Bank loan rates decline in 2012

By: Michelle V. Remo, January 31st, 2013 12:55 AM

Bank lending rates fell by an average 71.5 basis points to reach record lows in 2012 and are expected to further decline this year.

According to the Bangko Sentral ng Pilipinas, the average drop in the cost of bank loans from the end of 2011 to December last year was influenced by the reduction on its key policy rates. Last year, the policy-making Monetary Board cut the central bank’s key policy rates four times, each by 25 basis points for a total of 100 basis points (equivalent to one percentage point).

The rate reductions were intended to make loans cheaper, encourage individuals and businesses to borrow and boost consumption and investments.
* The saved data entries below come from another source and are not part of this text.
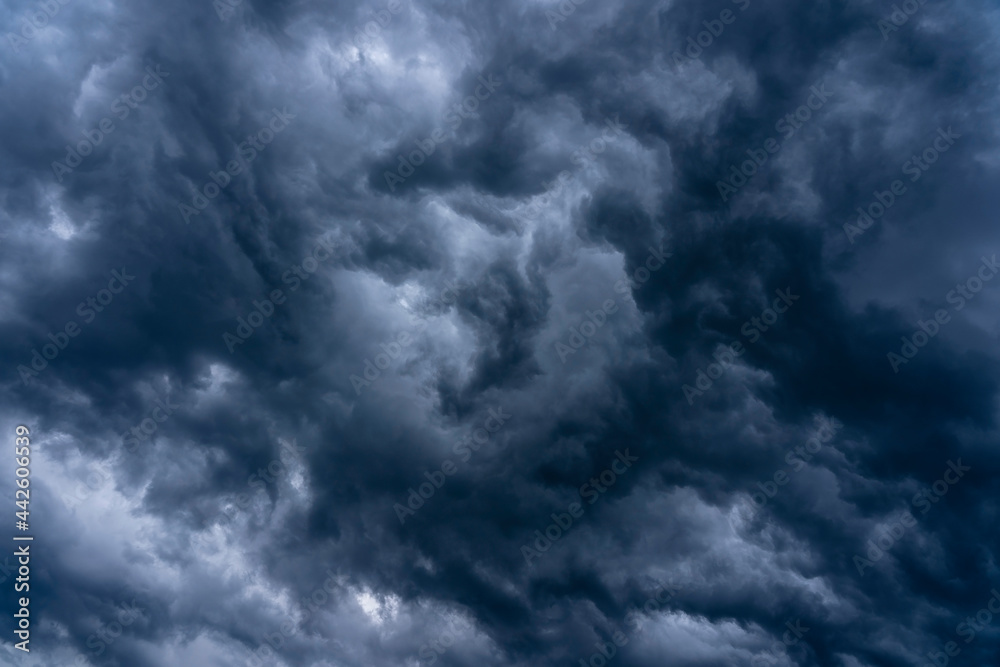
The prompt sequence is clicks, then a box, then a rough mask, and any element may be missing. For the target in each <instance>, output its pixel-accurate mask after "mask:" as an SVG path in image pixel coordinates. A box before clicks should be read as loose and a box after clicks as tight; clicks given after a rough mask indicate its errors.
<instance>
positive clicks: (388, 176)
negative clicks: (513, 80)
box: [382, 74, 503, 192]
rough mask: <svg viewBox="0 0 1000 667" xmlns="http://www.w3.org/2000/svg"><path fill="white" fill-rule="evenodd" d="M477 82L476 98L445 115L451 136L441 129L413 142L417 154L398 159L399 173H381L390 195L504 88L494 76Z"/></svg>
mask: <svg viewBox="0 0 1000 667" xmlns="http://www.w3.org/2000/svg"><path fill="white" fill-rule="evenodd" d="M478 81H479V85H478V86H476V88H475V90H474V91H473V94H472V95H469V96H468V97H466V98H465V99H464V100H462V101H461V102H456V103H455V104H454V105H453V106H452V107H451V108H450V109H449V110H448V112H447V113H446V114H445V115H444V120H445V121H446V122H447V123H449V124H450V125H451V133H450V134H445V132H444V130H442V129H441V128H440V127H439V128H437V129H436V130H434V131H433V132H431V134H430V136H429V137H427V138H426V139H424V140H420V139H414V140H413V143H414V144H416V146H417V148H416V150H412V151H410V153H409V155H408V156H405V157H404V156H403V154H402V153H400V154H399V155H397V156H396V157H397V159H398V163H397V166H396V170H395V171H388V170H386V171H384V172H383V173H382V176H383V178H385V184H386V185H387V186H388V187H389V191H390V192H395V191H396V187H397V186H399V185H401V184H402V183H404V182H406V179H408V178H409V177H410V176H412V175H413V174H414V173H416V170H417V167H419V166H420V165H422V164H423V163H424V162H426V161H427V159H428V158H429V157H430V156H431V155H434V151H435V150H437V146H438V144H443V143H445V142H446V141H451V140H452V139H454V138H455V136H456V134H455V133H456V132H457V131H458V128H460V127H461V126H462V123H464V122H465V120H466V119H469V118H476V117H477V116H476V115H475V114H476V110H477V109H478V108H479V104H480V102H485V101H486V100H488V99H489V98H490V96H492V95H493V93H494V92H496V89H497V88H499V87H500V86H502V85H503V82H502V81H501V80H499V79H497V80H494V79H493V75H492V74H488V75H486V78H485V79H484V78H483V77H482V75H480V76H479V78H478ZM480 91H482V93H480Z"/></svg>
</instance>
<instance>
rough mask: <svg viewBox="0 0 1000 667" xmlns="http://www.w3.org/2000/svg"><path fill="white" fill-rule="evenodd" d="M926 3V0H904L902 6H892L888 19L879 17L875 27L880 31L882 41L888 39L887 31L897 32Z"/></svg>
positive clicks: (898, 5) (888, 39)
mask: <svg viewBox="0 0 1000 667" xmlns="http://www.w3.org/2000/svg"><path fill="white" fill-rule="evenodd" d="M925 4H927V0H904V2H903V6H902V7H900V6H899V5H893V6H892V13H891V14H889V18H888V19H879V21H878V23H876V24H875V27H876V28H878V29H879V32H881V33H882V41H883V42H885V41H888V40H889V33H893V32H899V29H900V28H901V27H903V26H904V25H906V22H907V21H909V20H910V17H911V16H913V15H914V14H916V13H917V10H919V9H920V8H921V7H923V6H924V5H925Z"/></svg>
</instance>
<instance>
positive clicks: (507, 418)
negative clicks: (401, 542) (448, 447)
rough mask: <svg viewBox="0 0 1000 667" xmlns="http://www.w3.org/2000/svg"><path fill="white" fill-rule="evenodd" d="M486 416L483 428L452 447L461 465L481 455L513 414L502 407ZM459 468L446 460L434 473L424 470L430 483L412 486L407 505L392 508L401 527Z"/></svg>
mask: <svg viewBox="0 0 1000 667" xmlns="http://www.w3.org/2000/svg"><path fill="white" fill-rule="evenodd" d="M487 413H488V415H489V416H488V417H487V418H486V419H485V420H484V421H483V425H482V427H480V428H477V429H475V430H473V431H472V432H471V433H470V434H468V435H467V436H465V437H464V438H462V439H461V440H459V441H458V442H457V443H455V446H454V447H452V450H451V451H452V453H454V454H455V455H456V456H459V457H460V458H459V461H460V462H461V463H468V462H469V460H470V459H471V458H472V455H473V453H475V452H478V451H479V449H480V448H481V447H482V446H483V445H485V444H486V443H488V442H489V441H490V438H491V437H492V436H493V434H495V433H496V432H497V431H499V430H500V429H501V428H503V426H504V424H506V423H507V421H508V420H509V419H510V418H511V415H510V414H508V413H505V412H504V411H503V408H502V407H499V406H498V407H497V409H496V410H494V409H493V408H490V409H489V410H488V411H487ZM491 422H492V426H491ZM458 469H459V466H457V465H456V464H455V462H454V461H452V460H451V459H445V460H444V461H442V462H441V464H440V465H439V466H438V469H435V470H434V471H433V472H431V471H426V470H425V471H424V477H425V478H427V481H426V482H424V483H422V484H421V485H420V486H418V487H417V488H416V489H414V488H413V487H412V486H411V487H410V488H409V489H407V491H409V492H410V495H409V496H407V498H406V505H402V504H401V503H395V504H394V505H393V506H392V509H393V510H394V511H395V512H396V518H397V519H399V524H400V525H406V519H407V518H408V517H411V516H413V515H415V514H416V513H417V510H419V509H420V508H421V507H423V506H424V504H425V503H426V502H427V501H428V500H430V499H431V498H433V497H434V494H435V493H437V490H438V489H440V488H441V487H442V486H444V483H445V482H446V481H448V478H449V477H451V476H452V475H454V474H456V473H457V472H458ZM425 488H426V491H425Z"/></svg>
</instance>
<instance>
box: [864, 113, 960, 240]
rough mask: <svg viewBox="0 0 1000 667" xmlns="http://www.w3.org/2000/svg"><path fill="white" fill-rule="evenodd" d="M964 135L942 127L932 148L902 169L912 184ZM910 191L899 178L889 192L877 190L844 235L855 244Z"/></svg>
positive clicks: (902, 164)
mask: <svg viewBox="0 0 1000 667" xmlns="http://www.w3.org/2000/svg"><path fill="white" fill-rule="evenodd" d="M961 136H962V135H960V134H958V133H957V132H954V131H953V130H952V129H951V126H950V125H949V126H948V129H947V130H942V129H941V128H938V136H937V137H936V138H935V139H934V141H933V142H931V145H930V146H928V147H927V148H925V149H924V150H923V151H922V152H921V154H920V155H913V156H911V157H910V159H909V160H907V161H906V162H904V163H903V164H902V166H901V167H900V169H902V170H903V173H904V174H906V175H908V176H909V177H910V182H911V183H916V182H917V181H919V180H920V177H921V176H923V175H924V172H926V171H927V170H928V169H930V168H931V165H932V164H934V163H935V162H937V161H938V158H939V157H940V156H941V154H942V153H946V152H947V151H948V149H949V148H951V147H952V146H953V145H954V144H955V140H956V139H958V138H960V137H961ZM906 192H907V189H906V184H905V183H903V181H902V180H900V179H896V180H894V181H893V182H892V183H890V184H889V189H888V190H884V191H879V190H875V191H874V192H873V193H872V196H873V197H875V201H873V202H871V203H870V204H868V206H867V209H863V208H862V207H860V206H859V207H858V208H857V211H858V220H857V223H856V224H853V225H852V224H851V223H849V222H845V223H844V233H845V234H847V240H848V241H850V242H851V244H852V245H853V244H854V239H855V238H857V237H858V236H861V235H862V234H864V233H865V232H866V231H868V228H869V227H871V226H872V225H873V224H875V220H878V219H879V218H881V217H882V216H883V215H885V212H886V211H888V210H889V209H890V208H892V206H893V204H895V203H896V200H897V199H898V198H899V197H902V196H903V195H904V194H906Z"/></svg>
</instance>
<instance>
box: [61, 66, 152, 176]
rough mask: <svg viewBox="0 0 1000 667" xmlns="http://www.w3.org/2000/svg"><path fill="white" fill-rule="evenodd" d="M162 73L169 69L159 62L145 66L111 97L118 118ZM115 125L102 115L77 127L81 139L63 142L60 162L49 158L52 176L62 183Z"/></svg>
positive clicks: (124, 117)
mask: <svg viewBox="0 0 1000 667" xmlns="http://www.w3.org/2000/svg"><path fill="white" fill-rule="evenodd" d="M165 76H170V72H165V71H163V70H162V69H161V68H160V66H159V65H156V67H155V69H154V68H153V67H152V66H150V67H147V68H146V76H145V77H143V79H142V81H140V82H139V84H138V85H136V86H135V87H134V88H132V89H131V90H130V91H128V92H127V93H122V94H121V95H119V96H118V97H116V98H115V101H114V102H113V103H112V105H111V111H112V113H114V114H115V115H116V116H118V118H119V120H125V119H126V118H128V116H129V114H130V113H131V111H129V110H130V109H138V108H139V104H140V103H142V102H143V101H144V100H145V99H146V97H147V96H148V94H149V93H150V92H152V91H154V90H156V89H157V88H159V87H160V84H162V83H163V77H165ZM115 129H116V128H115V122H114V121H113V120H111V119H110V118H108V117H107V116H105V117H104V118H102V119H101V120H100V121H98V123H97V126H96V127H94V129H92V130H81V132H80V134H82V135H83V139H81V140H80V141H79V142H77V144H76V146H75V147H73V146H71V145H69V144H67V145H66V157H65V158H63V162H59V161H58V160H54V161H53V162H52V173H53V174H55V176H56V179H58V181H59V182H60V183H62V179H63V176H64V175H66V174H70V173H72V172H73V170H74V169H76V168H77V167H79V166H80V165H81V164H83V160H84V158H85V157H87V156H88V155H90V154H91V153H93V152H94V149H95V148H96V147H97V146H98V144H100V143H101V142H102V141H104V138H105V137H107V136H108V135H109V134H111V133H112V132H114V131H115Z"/></svg>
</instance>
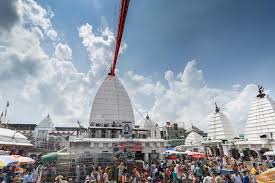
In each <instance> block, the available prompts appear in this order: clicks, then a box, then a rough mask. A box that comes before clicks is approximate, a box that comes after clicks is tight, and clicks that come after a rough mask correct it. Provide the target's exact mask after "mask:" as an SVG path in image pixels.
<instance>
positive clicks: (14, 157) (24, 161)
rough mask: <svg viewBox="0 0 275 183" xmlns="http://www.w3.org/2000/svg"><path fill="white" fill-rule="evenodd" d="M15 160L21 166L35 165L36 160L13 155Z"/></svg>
mask: <svg viewBox="0 0 275 183" xmlns="http://www.w3.org/2000/svg"><path fill="white" fill-rule="evenodd" d="M12 157H13V158H15V159H16V160H17V161H18V162H19V164H20V165H22V164H34V163H35V160H33V159H32V158H30V157H23V156H19V155H12Z"/></svg>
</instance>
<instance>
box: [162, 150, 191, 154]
mask: <svg viewBox="0 0 275 183" xmlns="http://www.w3.org/2000/svg"><path fill="white" fill-rule="evenodd" d="M164 154H181V155H184V154H187V153H186V152H180V151H175V150H166V151H165V152H164Z"/></svg>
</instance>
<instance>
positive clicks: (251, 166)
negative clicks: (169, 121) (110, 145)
mask: <svg viewBox="0 0 275 183" xmlns="http://www.w3.org/2000/svg"><path fill="white" fill-rule="evenodd" d="M272 167H274V161H273V160H266V161H262V162H261V161H259V160H258V159H254V158H252V159H251V163H250V164H246V163H244V162H243V161H242V160H241V159H240V160H238V161H237V160H235V159H234V158H229V157H226V156H224V157H220V156H218V157H214V158H212V157H208V158H204V159H191V158H189V159H184V160H176V161H171V160H164V161H161V162H157V163H154V162H152V163H151V164H146V165H145V166H144V167H143V169H142V170H138V169H137V168H136V167H135V168H134V169H133V170H132V172H130V173H129V172H127V170H126V169H127V168H126V166H125V165H124V163H123V162H122V163H121V164H120V165H119V166H118V177H119V178H118V182H121V183H125V182H133V183H135V182H148V183H149V182H156V183H157V182H159V183H169V182H171V183H172V182H173V183H180V182H192V183H257V175H259V174H261V173H263V172H265V171H266V170H267V169H269V168H272ZM274 181H275V180H274Z"/></svg>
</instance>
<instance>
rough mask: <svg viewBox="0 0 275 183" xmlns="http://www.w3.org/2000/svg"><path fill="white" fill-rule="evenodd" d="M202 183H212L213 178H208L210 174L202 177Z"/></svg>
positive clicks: (208, 177)
mask: <svg viewBox="0 0 275 183" xmlns="http://www.w3.org/2000/svg"><path fill="white" fill-rule="evenodd" d="M203 183H213V177H211V176H210V173H207V176H206V177H204V179H203Z"/></svg>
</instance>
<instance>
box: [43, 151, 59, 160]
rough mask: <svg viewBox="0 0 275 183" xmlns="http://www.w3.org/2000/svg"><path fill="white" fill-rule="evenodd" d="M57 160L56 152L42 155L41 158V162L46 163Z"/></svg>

The BSP said there was a need to boost domestic demand to help counter the adverse effects of global economic problems on the Philippine economy.

“The latest pass-through as of December 2012 is 71.5 basis points. The computed pass-through is relative to bank lending rates as of the same period of the previous year,” BSP Deputy Governor Diwa Guinigundo told the Inquirer. “Pass-through” is the decline or increase in average bank lending rates as a proportion to the drop or increase in the central bank’s key policy rates.

Officials said the impact of movements in the BSP’s key policy rates on bank lending rates was not immediate. They said the 100-basis-point cut in the central bank’s key policy rates last year might be fully reflected in commercial lending rates this year.

Given that bank lending rates have fallen by 71.5 basis points, these were expected to fall further by another 28.5 basis points. The decline could be bigger if the BSP would cut its key policy rates this year.

The drop in bank lending rates last year was credited for helping boost consumption and investments, which helped drive the economy’s robust growth.

The Philippine economy is estimated to have grown by more than 6 percent last year to beat the official target of 5-6 percent. The government has set a growth target of between 6 and 7 percent this year.

According to BSP officials, there was a good chance for the Philippines to keep a healthy pace of growth this year partly because of the healthy demand for bank loans.